Зато теперь у него было мясо. Он нарезал конину тонкими ломтиками и завялил на солнце, приготовив запас себе впрок, — кто знает, сколько еще ему придется здесь пробыть…
Конан подцепил кинжалом с углей запеченный кусок конины и впился в него зубами. Мясо было уже с душком, но варвар не обращал на это внимания. Он отрешенным взглядом уставился на угли костра, погрузившись в невеселые размышления.

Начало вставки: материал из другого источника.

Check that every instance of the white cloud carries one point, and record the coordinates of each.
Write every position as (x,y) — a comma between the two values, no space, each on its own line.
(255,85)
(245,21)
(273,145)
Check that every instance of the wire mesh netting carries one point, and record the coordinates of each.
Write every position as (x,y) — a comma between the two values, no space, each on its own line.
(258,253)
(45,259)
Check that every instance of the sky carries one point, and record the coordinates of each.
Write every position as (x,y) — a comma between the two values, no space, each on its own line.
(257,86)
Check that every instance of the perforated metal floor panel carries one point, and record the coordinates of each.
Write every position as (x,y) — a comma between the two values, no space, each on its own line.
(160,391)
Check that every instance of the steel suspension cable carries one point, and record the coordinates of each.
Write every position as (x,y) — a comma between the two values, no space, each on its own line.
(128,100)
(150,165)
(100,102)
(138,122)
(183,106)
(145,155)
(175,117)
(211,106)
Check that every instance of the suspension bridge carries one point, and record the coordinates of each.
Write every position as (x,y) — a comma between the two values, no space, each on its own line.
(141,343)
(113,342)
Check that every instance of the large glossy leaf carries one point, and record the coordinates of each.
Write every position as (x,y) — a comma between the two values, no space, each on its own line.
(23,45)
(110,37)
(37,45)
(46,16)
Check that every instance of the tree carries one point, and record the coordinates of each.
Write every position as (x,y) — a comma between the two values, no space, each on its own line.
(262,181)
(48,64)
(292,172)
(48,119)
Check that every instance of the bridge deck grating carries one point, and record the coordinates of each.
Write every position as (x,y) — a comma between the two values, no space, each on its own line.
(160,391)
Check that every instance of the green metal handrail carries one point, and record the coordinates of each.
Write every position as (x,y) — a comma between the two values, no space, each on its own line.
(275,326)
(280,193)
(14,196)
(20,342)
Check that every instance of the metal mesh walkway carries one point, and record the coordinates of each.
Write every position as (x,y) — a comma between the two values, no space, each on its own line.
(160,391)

«Неужели все мои люди погибли… Все — и Хоэдин, и Абусин, и Рамани… Нет! В это невозможно поверить — пустыня их родной дом, и даже тысяча туранцев не сможет поймать в этих барханах одного зуагира… Наверное, им пришлось уводить за собой погоню и делать огромный крюк, чтобы добраться сюда. Но три дня — срок достаточный?..»
Конан и не заметил, как съел весь свой ужин. Раскалившаяся за день от солнечного зноя земля, стремительно отдавала тепло непроглядной ночной темноте. Яркие звезды на фоне чернильного небосвода казались переливающимися россыпями драгоценных камней, с холодной безучастностью подмигивающих киммерийцу с высоты поднебесья.
Конан встал, сходил умыться к озеру и ре шил лечь пораньше спать.
«Сон лучшее лекарство от дурных мыслей», — справедливо рассудил он.
Устроившись на кошме, поближе к теплу костра, киммериец закрыл глаза и мгновенно заснул.
Он проснулся с рассветом, но не оттого, что не хотел больше спать, а от странного беспокойного чувства тревоги. Даже сквозь сон Конан уловил этот звук — то ли приглушенный конский всхрап, то ли неосторожное позвякивание удилами, но, чтобы то ни было, оставить его без внимания он не мог. С нечеловеческой быстротой варвар оказался на ногах, и встал во весь свой исполинский рост, не скрываясь, оглядывая предрассветный горизонт. Таиться и осторожничать не имело смысла, все равно бежать ему некуда. Разумнее сразу себя показать, не вызывая подозрения соглядатаев. Пусть знают, что он здесь один и не имеет враждебных намерений.